Why is my copper silver?

by Frankie Heimburger
(Pagosa Springs, CO)

Well, Stacy, I am not a chemist or a metalsmith (as you already know), so here goes....tried fusing some fine silver wire to a copper piece which I thought would be so cool! I used flux on the copper, torched, added the wire, torched & thought I had a great piece. Then, put the "finished" piece in a pickle (sodium bisulfate--ph decreaser--) for about 10 minutes to remove the firescale. Removed the piece, began to polish with steel wool & guess what---it's all silver!!! Not at all what I wanted---thought it might be just a quirk, so, I repeated it---all silver again....I had intended to try this method with a fold formed bracelet until this swapping of ions or whatever occurred. Any suggestions or am I in over my head in the chemistry department? Thanks for any insight you might provide. Miss your classes--absolutely nothing out here that even compares to the quality you provide!!!


Stacy's Answer:

Frankie, you always make me laugh!! You know folks are going to be trying to duplicate whatever you're doing so they can cash-in their fortune! Alchemists have been trying to do that for eons!!! heheheh Seriously though, the only thing I can think of to affect copper and turn it silver colored is exposure to zinc. It seems that either your pickle or perhaps even the solder you're using is the culprit. Perhaps even a crack in the crock-pot allowing some metal alloy to contaminate it? Perhaps some other metalsmiths have some answers here?

I tried to duplicate your results using fine silver and copper, and....my copper stayed copper colored. Because steel wool can be nasty — little pokey things in fingers and turning one's pickle into a plating solution — I mostly use 3m pads. They are available in a very fine texture like 0000 steel wool from Sculpture Depot. Other sources may carry them, but I've never looked. :) I use Sparex no.2 as a pickle (sodium bisulfate) which works really well. I would check your pickle pot too and make sure there are no cracks in it, and replace your pickle.

Before you go through the trouble of replacing your pickle, check to make sure that you are using a solid copper item. Another possibility to this conundrum is that you are using something that is copper plated over a silvery base metal. When you use the steel wool, you are removing the thin copper coating revealing the base metal underneath. You can also burn a plating off.

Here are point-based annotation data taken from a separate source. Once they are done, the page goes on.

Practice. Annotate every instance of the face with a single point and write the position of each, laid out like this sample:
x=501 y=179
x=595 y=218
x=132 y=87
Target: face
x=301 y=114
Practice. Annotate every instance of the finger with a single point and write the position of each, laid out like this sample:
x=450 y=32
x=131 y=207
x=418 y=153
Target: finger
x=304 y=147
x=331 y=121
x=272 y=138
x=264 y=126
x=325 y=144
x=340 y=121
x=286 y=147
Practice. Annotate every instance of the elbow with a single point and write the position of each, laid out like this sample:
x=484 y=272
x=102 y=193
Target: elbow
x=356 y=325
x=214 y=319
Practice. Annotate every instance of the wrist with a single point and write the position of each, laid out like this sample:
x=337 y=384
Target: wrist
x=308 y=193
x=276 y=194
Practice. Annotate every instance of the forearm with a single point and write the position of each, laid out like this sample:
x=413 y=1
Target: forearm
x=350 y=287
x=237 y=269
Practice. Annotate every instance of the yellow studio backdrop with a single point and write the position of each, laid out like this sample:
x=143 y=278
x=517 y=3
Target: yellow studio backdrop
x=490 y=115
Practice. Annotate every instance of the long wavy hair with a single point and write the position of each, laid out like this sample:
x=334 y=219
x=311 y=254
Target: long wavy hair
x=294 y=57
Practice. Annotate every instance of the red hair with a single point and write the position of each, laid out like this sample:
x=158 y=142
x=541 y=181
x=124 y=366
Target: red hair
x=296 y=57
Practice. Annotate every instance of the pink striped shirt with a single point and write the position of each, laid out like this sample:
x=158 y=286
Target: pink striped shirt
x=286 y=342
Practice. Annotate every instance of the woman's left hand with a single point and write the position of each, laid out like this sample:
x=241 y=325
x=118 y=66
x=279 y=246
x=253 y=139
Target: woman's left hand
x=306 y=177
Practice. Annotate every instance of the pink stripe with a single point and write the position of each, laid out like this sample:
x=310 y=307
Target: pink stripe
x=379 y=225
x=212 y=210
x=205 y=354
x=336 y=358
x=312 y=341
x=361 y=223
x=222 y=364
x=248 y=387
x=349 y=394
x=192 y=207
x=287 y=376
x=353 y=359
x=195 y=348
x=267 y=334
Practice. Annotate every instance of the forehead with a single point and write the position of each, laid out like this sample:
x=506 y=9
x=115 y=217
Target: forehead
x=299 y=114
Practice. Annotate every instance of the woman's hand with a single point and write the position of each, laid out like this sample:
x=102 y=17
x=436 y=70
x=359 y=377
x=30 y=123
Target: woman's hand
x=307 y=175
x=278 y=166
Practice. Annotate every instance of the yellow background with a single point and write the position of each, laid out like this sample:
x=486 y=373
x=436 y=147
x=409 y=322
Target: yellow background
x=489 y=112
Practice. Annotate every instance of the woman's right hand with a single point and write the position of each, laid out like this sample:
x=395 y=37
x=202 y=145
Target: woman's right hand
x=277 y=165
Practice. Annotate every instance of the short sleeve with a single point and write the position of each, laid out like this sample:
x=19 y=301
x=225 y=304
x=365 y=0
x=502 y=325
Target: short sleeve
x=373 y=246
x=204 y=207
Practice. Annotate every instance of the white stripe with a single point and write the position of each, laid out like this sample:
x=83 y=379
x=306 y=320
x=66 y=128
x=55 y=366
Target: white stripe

What kind of solder are you using? Silver solder or one of those paste thingies for welding pipe? If you're not using a good quality solder, get yourself some silver solder in easy, medium and hard. Also a good silver paste solder is handy to have. I prefer the wire form of solder as I can leave it round or flatten it as I see fit. I just got some new copper wire solder that is copper colored instead of grey and I like it a lot for copper joints. I'll email you the information. It's sold by the ounce like silver solder.

Comments for Why is my copper silver?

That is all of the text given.